EARLIER TODAY, I LINKED this article from the Stanford Law Review Online. Several readers point out that it says: “The vulnerability of reporters’ confidential relationships became front-page news in 2005, when Judith Miller, a reporter for the New York Times, spent eighty-five days in jail before finally revealing to a federal prosecutor the identity of the confidential source who outed Valerie Plame as a CIA operative (her source turned out to be Vice President Cheney’s Chief of Staff, Scooter Libby).”

In fact, however, State Department official Richard Armitage, not Scooter Libby, was the source of the Plame leak. Yet this error persists.

CLAUDIA ROSETT: Girding For 2013. “Perhaps the most important bottom line in girding for 2013, is, if you care about capitalism and freedom, about a strong America and a safer, freer world, do not give up. There is a struggle of ideas going on here; and even when much seems lost — spun off the road, over the cliff — plenty may yet depend on even a few who keep the faith, and at the right moment, are ready with a plan.”
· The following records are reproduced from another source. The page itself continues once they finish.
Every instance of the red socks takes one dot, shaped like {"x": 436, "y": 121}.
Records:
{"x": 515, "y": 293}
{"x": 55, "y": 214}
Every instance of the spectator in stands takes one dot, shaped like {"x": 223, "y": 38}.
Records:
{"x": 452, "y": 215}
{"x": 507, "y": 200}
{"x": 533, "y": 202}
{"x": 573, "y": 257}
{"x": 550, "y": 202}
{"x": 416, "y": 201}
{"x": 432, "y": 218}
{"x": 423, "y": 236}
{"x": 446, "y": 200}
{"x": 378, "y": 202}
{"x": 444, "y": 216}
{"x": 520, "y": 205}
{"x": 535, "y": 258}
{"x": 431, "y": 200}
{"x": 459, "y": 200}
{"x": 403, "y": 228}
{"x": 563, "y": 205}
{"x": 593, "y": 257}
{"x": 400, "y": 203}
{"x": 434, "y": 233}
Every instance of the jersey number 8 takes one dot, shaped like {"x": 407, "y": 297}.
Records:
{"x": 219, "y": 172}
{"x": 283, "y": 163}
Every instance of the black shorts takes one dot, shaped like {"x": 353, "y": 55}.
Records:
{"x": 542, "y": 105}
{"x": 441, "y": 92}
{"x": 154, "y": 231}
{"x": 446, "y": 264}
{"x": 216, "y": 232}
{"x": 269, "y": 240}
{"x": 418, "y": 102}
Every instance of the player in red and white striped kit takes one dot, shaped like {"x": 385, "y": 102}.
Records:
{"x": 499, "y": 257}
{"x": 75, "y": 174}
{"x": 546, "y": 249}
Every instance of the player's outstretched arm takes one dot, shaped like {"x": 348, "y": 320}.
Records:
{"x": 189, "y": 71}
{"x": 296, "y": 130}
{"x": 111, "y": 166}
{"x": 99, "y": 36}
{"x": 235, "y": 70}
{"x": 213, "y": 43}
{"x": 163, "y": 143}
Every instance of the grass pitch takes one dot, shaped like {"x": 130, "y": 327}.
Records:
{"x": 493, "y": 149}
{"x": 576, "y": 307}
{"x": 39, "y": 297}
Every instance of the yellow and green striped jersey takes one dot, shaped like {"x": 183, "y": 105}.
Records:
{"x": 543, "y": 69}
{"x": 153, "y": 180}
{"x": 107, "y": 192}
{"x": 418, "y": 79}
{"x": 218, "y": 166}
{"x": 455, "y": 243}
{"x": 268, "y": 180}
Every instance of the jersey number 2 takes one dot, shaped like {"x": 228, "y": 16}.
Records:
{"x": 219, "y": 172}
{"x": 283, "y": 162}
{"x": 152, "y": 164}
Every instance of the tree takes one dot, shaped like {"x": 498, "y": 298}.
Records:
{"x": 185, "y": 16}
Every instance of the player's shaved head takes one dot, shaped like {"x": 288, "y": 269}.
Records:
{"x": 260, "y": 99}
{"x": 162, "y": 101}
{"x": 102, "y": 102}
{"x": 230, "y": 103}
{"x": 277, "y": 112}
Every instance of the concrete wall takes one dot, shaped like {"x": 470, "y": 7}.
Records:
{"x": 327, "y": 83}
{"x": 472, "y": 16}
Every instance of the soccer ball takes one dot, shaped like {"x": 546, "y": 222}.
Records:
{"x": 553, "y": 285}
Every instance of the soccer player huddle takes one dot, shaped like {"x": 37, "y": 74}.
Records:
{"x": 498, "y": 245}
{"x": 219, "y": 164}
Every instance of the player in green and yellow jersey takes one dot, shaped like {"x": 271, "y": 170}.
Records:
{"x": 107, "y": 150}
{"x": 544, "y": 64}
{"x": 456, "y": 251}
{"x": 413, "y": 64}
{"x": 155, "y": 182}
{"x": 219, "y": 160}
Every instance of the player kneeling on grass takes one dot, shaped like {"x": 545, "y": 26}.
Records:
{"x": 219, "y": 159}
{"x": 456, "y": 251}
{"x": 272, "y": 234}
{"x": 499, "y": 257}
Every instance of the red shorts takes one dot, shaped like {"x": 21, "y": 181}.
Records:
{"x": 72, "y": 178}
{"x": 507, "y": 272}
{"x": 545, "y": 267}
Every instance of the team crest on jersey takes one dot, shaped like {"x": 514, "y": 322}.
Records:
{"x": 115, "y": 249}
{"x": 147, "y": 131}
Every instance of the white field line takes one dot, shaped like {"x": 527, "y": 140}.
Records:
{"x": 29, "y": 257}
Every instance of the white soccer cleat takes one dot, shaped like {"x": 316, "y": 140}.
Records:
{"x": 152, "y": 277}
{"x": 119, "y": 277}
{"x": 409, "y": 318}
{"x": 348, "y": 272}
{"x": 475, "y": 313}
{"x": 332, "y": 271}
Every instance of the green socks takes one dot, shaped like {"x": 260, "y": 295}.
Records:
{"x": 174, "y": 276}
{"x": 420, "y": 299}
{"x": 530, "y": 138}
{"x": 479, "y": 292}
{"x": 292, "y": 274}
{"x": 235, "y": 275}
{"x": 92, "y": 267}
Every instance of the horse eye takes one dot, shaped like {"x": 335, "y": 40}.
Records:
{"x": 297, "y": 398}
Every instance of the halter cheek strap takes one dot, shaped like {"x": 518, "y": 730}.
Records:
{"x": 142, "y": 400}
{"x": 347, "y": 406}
UH OH: And It’s Biden in the Fiscal Cliff Home Stretch. My own suspicion is that Obama expects the economy to tank in 2013 and wants to hit the cliff so he can blame the Republicans. Which is silly, but the press will go along as usual so it’ll probably work. Putting Biden in charge certainly doesn’t indicate a desire for success.

REPORT: Hillary In Hospital With Blood Clot. “She is expected back at her desk on Monday, Mr Reines said. Mrs Clinton is due to give evidence before a Congressional committee on 10 January in connection with the attack in September on the US consulate in the Libyan city of Benghazi.”
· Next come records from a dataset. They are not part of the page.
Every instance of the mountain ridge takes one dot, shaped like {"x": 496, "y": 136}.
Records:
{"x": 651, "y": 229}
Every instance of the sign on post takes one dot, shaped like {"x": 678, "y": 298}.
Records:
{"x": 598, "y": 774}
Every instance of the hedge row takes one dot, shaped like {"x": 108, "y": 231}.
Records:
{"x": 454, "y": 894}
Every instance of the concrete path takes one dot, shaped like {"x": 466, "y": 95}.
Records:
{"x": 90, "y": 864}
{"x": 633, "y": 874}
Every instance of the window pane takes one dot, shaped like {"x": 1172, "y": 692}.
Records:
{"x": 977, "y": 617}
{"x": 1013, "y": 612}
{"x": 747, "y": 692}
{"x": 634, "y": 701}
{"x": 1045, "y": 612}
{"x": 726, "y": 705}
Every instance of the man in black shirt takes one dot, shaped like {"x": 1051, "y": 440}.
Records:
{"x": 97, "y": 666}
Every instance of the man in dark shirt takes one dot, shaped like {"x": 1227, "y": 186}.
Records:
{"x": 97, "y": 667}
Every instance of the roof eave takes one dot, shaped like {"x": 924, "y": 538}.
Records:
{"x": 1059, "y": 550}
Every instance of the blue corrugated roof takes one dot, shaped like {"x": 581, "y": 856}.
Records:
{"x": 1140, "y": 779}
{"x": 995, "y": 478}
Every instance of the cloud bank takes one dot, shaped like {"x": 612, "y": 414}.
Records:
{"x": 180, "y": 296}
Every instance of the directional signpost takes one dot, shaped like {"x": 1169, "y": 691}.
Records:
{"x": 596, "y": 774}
CHANGE: Saudis Sweating Bullets As Energy Revolution Changes The Rules.

The US shale gas boom, drastically cutting the cost of gas, is shaking the foundations of the Saudi Arabian economic model—and more is coming. The highly profitable $100bn Gulf petrochemical industry is taking a hit as its biggest customer—the U.S.—is importing less and relying instead on domestic production.

US petrochemical companies, propelled by cheaper access to raw materials, are competing effectively against companies like the Saudi Basic Industries Corp (Sabic), the world’s largest chemical maker. Sabic also has some home-grown problems. The rapidly growing Saudi population wants to consume (subsidized) petrochemicals at home, air conditioning Saudi houses and running Saudi cars instead of exporting product abroad. Falling production, demand, and prices are beginning to hurt the once stalwart $89bn company. . . .

US gas prices have plummeted due to new techniques, known as fracking and horizontal drilling, developed to extract the vast deposits of shale gas in the North American bedrock. Production has jumped by nearly a quarter since 2000, reducing demand for Saudi gas. If China figures out how to exploit its own shale gas reserves the Saudis will have every reason to be nervous. The two pillars of the Saudi economy—oil and petrochemical exports—will both be on shaky ground.

But the changing energy landscape threatens more than economic consequences for the Gulf state. The US could surpass Saudi Arabia as the world’s leading oil producer by 2020, and this could mean big changes for US foreign policy and the domestic economy.

Terroristic Islam worldwide is basically a Saudi export, fueled by Saudi money. The less Saudi money, the better.